Morgawr by Terry Brooks

Big Red bent down to examine it. The crate was maybe two and a half feet on each side and weighed in the neighborhood of two hundred pounds. A strong man could carry it, but not far. He thought about taking out several of the crystals and tucking them into his clothing. But they were heavy and too awkward for that. Besides, he wanted to retrieve them all, not just some. It would take longer to haul out the entire crate, but there was no reason to think that on the long journey home they might not need replacement crystals again.

He stood up, pulled out the compass, and took another reading.

“Captain,” Rucker Bont called over to him.

He glanced up. The big Rover was pointing ahead. There was a distinct gap in the wall of the jungle where trees and brush were missing and hazy light flooded down through the canopy. It was a clearing, the first they had come across.

He snapped shut the casing on the compass and tucked the instrument back into his pocket. Something about the break in the jungle roof didn’t look right. He made his way through trees and vines for a closer look, leaving the crystals where they were. The other two Rovers followed. The brush was thicker here, and it took them several minutes to reach the edge of the clearing, where they slowed to a ragged halt and, still within the fringe of the trees, peered out in surprise.

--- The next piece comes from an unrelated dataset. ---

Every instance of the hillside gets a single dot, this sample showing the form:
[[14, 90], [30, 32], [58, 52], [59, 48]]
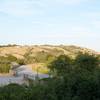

A section of the forest had been leveled on both sides of a lazy stream that meandered through the dense undergrowth, its waters so still they were barely moving. Trees had been knocked down, bushes and grasses had been flattened, and the earth torn up so badly it had the look of a plowed field. A hole had been opened in the trees that tunneled back down the length of the stream and disappeared into the mist.

Rucker Bont whistled softly. “What do you suppose did that?”

Big Red shrugged. “A storm, maybe.”

Bont grunted. “Maybe. Could have been wind, too.” He paused. “Could also be that something bigger than us lives down here.”

His eyes darting right and left watchfully, Big Red walked out of the trees and into the clearing, picking his way across the rutted, scarred earth. The other two waited a moment, then followed. At the clearing’s center, he knelt to look for tracks, hoping he wouldn’t find any. He didn’t, but the ground was so badly churned he couldn’t be sure of what he was looking at.

He glanced up. “I don’t see anything.”

Rucker Bont scuffed his boot in the dirt, glanced over at Tian Cross and then back at Alt Mer. “Want me to have a look around?”

Big Red peered down the debris-strewn length of the little stream, down the tunnel that burrowed into the trees. In places the damage was so severe that the stream’s banks had collapsed entirely. Tree limbs and logs straddled the stream bed, wooden barriers that stuck out in all directions and smelled of shredded leaves and wood freshly ripped asunder. Everything he was seeing felt wrong for a windstorm or a flood. The damage was too contained, too geometrical, not random enough. Perhaps Bont wasn’t as far off the mark as he had thought. This had the look of something done by a very big, very powerful animal.

Aware suddenly of a change in the forest, he stood up slowly. The birds and butterflies they had seen in such profusion only minutes ago had disappeared entirely and the jungle had gone very still. His hand strayed to the hilt of his sword.

He saw Jahnon Pakabbon then, his eyes drawn to the corpse as surely as if it had been pointed out to him. Across the clearing, less than fifty feet away, Pakabbon lay sprawled against a clump of rocks and deadwood. Only he didn’t look the way he had when he was alive, and the fall alone wouldn’t account for it. His body had been stripped of its flesh and his organs sucked out. His clothes hung on bleached bones. His eyes were missing. His mouth hung open in a soundless scream and seemed to be trying to bite at something.